Eva Carman talks with Tomi Johnson in 1978. (KET photo) |
"Put it in a bag, you can't eat that in here," was the racist attitude she found herself up against before restaurants were desegregated near Louisville.
"I had to fight for my people," she explained about her work with the NAACP.
Born in Dogwalk (Dogwood), she washed dishes for food as a child; cooked, ironed handkerchiefs, and cleaned house for $3-$4 a week, midwifed for $5 per baby, and started teaching other blacks in Hogback, Ky. at the age of 17.
"I wanted to help my people get out of their rut," she said about the importance of education. Her ambition was to let blacks know that uneducated people are only fit to serve, and educated people are not fit to be slaves.
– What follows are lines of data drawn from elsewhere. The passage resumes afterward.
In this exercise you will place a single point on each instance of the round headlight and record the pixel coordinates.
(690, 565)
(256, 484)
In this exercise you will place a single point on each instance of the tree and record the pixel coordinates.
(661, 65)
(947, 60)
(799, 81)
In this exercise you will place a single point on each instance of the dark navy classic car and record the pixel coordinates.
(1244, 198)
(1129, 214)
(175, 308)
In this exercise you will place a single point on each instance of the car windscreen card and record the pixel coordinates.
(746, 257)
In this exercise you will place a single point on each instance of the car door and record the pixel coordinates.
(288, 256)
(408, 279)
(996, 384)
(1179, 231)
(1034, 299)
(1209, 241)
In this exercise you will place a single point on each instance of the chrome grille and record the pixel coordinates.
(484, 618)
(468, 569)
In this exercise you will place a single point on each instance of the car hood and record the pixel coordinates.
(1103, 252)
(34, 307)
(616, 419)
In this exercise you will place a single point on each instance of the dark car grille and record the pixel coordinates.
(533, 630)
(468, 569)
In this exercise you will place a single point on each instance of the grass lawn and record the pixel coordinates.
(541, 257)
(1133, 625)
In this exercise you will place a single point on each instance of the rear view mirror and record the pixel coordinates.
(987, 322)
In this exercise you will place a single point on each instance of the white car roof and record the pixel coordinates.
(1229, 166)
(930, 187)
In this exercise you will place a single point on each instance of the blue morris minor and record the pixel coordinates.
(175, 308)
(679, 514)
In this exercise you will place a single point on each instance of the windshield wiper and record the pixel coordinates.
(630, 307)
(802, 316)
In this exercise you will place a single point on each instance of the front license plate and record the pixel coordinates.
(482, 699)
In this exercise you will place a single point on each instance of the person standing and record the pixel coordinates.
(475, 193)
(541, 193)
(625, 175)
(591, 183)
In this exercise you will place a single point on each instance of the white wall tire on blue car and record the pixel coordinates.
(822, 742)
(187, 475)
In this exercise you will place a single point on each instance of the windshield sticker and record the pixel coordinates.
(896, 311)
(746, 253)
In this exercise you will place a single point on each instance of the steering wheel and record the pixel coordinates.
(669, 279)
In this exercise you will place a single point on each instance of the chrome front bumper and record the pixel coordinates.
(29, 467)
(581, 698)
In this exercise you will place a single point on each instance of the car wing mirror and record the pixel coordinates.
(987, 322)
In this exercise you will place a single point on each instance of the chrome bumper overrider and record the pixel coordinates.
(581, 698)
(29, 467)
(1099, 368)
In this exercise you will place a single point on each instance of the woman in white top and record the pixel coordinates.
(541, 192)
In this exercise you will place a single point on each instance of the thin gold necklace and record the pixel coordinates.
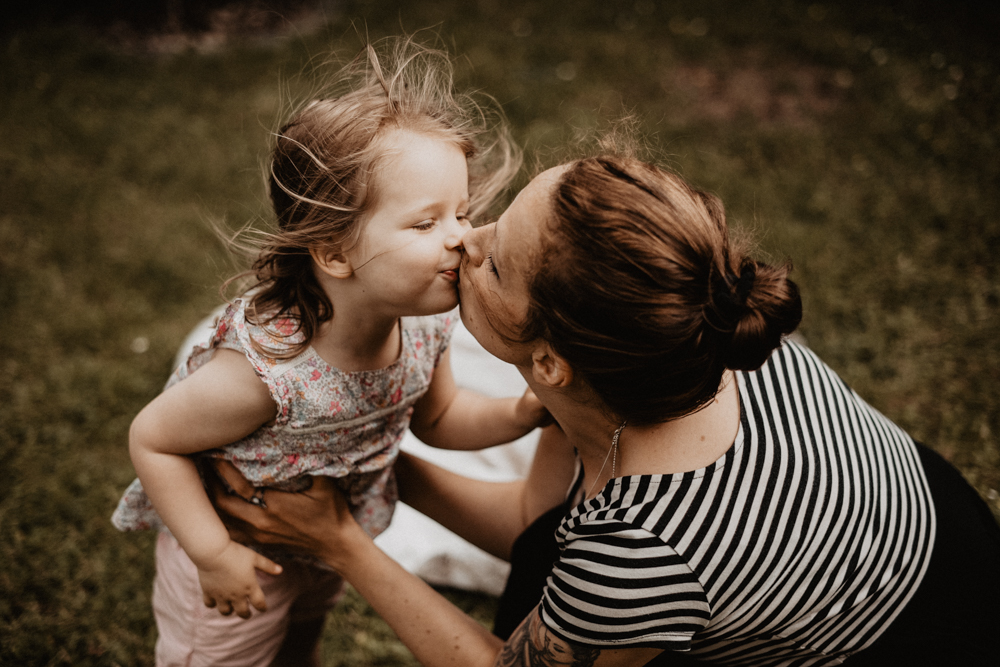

The first $75 she made, working for an undertaker, was put away for her son to attend school at Lincoln Ridge, later named Lincoln Institute, which was the only high school blacks could attend in the Commonwealth.
"What I want to be remembered for the most is fighting for my people."
I ask myself, where have all our fighters gone? Are you one?
Eva Carmen was my grandmother's oldest sister. My grandmother was Mary Essie Watts, she was two years younger than Aunt Eva. Aunt Eva daughter is alive and about 95 years old living in Ohio. Ohio is where most of the relatives are now.